Il lavoro ammala e uccide. Soprattutto quello in fabbrica e nei cantieri. Sono dati di fatto, non ipotesi o chiacchiere. Bersani e D’Alema lo ignorano, del resto loro hanno fatto l’università, poi uno di loro è riuscito perfino a laurearsi in filosofia. Grazie a questi studi sanno che lavorare stanca. Il lavoro vero, naturalmente. Quindi hanno scelto la politica. L’impegno, come lo chiamano loro. Anzi, un impiego, non un lavoro, molto ben remunerato.
Quando un lavoratore muore sul lavoro, loro al massimo potrebbero mandare alla sua famiglia un telegramma di condoglianze. Ma non fanno neanche questo. Esula dalle competenze. Ne hanno altre. Per esempio dire alla Fiat che l’accordo, ovvero il diktat della Fiat stessa, va rispettato. Prevede, tra l’altro, la cassazione del diritto di sciopero. Cosicché se dovesse capitare un qualche incidente dove degli operai ci rimettono la vita, invece di proclamare uno sciopero contro le condizioni di lavoro, si potrà sempre proclamare un’ora di straordinario da devolvere alle famiglie degli “sfortunati” deceduti.
Tutto questo si chiama “governabilità della forza-lavoro”. Quindi la Fiat manda a dire: “Lavoreremo con le parti sindacali che si sono assunte la responsabilità dell'accordo”. Lavoreranno? Possiamo immaginarceli Angeletti, Bonanni, Sacconi e Marchionne in catena a lavorare? Dopo le prime otto ore si darebbero malati. D’Alema e Bersani irreperibili.
Il federalismo fiscale si tradurrà ben presto nel “ritorno ai Comuni del potere fiscale, nel loro comparto naturale di competenza: immobiliare e territoriale". Tradotto significa che l’ICI non si chiamerà più così, ma IMU (imposta municipale unificata). Il cetriolo è unico, appunto, ma più grosso perché riguarderà anche l’aumento delle tariffe dei servizi comunali.

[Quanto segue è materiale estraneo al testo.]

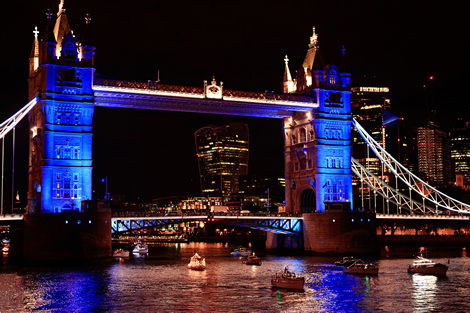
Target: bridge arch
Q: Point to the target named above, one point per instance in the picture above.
(308, 201)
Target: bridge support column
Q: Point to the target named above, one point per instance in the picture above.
(66, 236)
(340, 233)
(282, 242)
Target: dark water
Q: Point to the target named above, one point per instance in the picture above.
(161, 282)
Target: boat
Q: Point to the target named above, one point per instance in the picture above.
(287, 280)
(347, 261)
(252, 260)
(362, 268)
(140, 248)
(197, 263)
(241, 251)
(426, 266)
(121, 253)
(423, 250)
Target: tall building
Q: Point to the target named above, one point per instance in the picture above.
(60, 140)
(368, 105)
(434, 155)
(460, 152)
(317, 149)
(222, 153)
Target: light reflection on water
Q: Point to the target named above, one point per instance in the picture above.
(161, 282)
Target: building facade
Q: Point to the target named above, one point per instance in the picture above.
(317, 144)
(460, 151)
(434, 155)
(222, 153)
(60, 141)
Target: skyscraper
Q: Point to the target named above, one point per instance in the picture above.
(222, 153)
(460, 152)
(434, 158)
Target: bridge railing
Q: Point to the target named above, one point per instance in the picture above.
(176, 214)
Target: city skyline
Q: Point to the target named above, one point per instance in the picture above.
(246, 54)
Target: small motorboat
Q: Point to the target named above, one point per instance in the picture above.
(197, 263)
(121, 253)
(141, 248)
(362, 268)
(241, 251)
(252, 260)
(287, 280)
(347, 261)
(426, 266)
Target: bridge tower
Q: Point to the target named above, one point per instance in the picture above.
(61, 72)
(317, 145)
(317, 157)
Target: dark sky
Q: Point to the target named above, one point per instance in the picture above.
(149, 154)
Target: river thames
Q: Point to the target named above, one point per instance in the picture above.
(161, 282)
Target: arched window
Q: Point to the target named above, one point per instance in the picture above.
(303, 135)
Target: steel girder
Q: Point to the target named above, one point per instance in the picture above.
(388, 192)
(123, 225)
(277, 226)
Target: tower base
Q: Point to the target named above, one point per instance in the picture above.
(66, 236)
(340, 233)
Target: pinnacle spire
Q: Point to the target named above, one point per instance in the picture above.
(287, 75)
(61, 8)
(87, 38)
(313, 39)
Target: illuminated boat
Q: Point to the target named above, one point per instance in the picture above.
(140, 248)
(121, 253)
(347, 261)
(426, 266)
(252, 260)
(241, 251)
(362, 268)
(197, 263)
(287, 280)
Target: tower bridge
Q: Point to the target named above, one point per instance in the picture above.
(315, 110)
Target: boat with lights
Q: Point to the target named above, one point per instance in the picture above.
(121, 253)
(426, 266)
(197, 263)
(141, 248)
(347, 261)
(287, 280)
(241, 251)
(252, 260)
(362, 268)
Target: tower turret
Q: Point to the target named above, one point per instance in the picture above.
(48, 43)
(344, 69)
(288, 85)
(87, 50)
(60, 167)
(61, 28)
(34, 56)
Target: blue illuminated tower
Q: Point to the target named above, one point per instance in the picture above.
(61, 72)
(317, 145)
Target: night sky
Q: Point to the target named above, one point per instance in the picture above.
(151, 154)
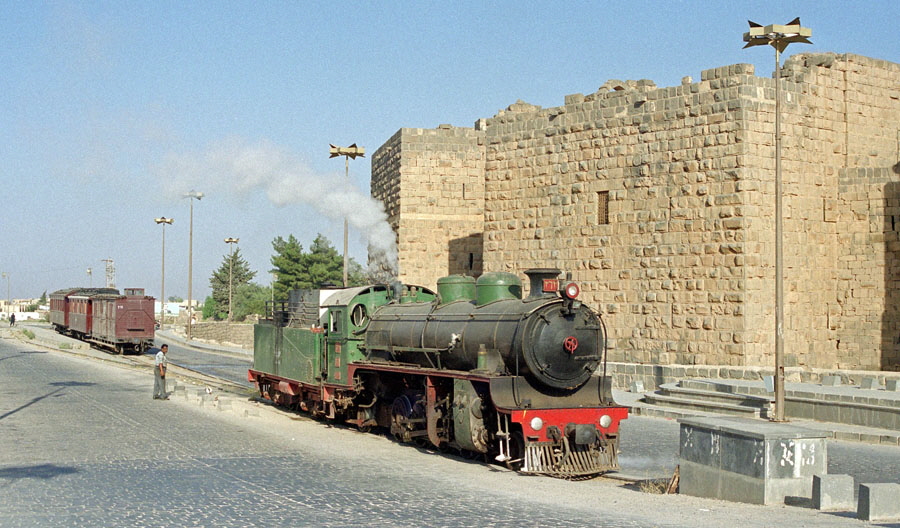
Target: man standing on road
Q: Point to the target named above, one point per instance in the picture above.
(159, 374)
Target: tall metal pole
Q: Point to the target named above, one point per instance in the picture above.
(231, 241)
(346, 229)
(8, 303)
(191, 196)
(162, 292)
(162, 303)
(778, 36)
(352, 151)
(779, 255)
(230, 279)
(190, 273)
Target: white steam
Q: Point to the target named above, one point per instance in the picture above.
(241, 168)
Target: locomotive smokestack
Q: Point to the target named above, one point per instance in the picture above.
(536, 277)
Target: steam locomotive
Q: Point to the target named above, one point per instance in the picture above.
(473, 367)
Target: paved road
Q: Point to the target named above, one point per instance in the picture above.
(226, 366)
(82, 443)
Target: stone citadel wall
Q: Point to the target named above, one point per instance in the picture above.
(660, 201)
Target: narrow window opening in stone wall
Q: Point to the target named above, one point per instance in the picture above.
(603, 207)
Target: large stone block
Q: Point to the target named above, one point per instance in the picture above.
(749, 461)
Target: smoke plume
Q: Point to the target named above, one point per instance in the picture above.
(242, 168)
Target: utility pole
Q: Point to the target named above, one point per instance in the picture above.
(231, 241)
(348, 152)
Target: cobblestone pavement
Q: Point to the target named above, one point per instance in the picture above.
(228, 367)
(83, 444)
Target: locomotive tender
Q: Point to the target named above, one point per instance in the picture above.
(106, 318)
(475, 367)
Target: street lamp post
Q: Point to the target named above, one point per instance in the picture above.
(348, 152)
(231, 242)
(778, 36)
(8, 303)
(192, 195)
(162, 302)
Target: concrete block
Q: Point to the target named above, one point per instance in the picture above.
(833, 492)
(879, 502)
(831, 381)
(869, 384)
(743, 461)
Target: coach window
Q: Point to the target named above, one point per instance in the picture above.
(334, 321)
(358, 316)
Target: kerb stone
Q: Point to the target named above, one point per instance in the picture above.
(833, 492)
(879, 502)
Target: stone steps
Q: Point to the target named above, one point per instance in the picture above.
(695, 399)
(842, 405)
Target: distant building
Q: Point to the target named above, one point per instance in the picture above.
(660, 201)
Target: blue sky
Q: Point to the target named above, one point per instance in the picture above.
(111, 110)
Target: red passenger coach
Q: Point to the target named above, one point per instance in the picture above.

Del resto cosa aspettarci da Umberto Bossi, uno che, diplomato per corrispondenza con Radio Elettra, dichiarava di essersi laureto in medicina e chirurgia e usciva di casa al mattino dicendo alla moglie che andava a fare il medico?
“Gigliola Guidali, la prima moglie del segretario leghista che raccontò in un' intervista di aver chiesto la separazione dopo aver scoperto che Umberto usciva tutte le mattine di casa con la valigetta del dottore ("ciao amore, vado in ospedale") senza essersi mai laureato … “, Gian Antonio Stella, Corriere dell’11-11-2004.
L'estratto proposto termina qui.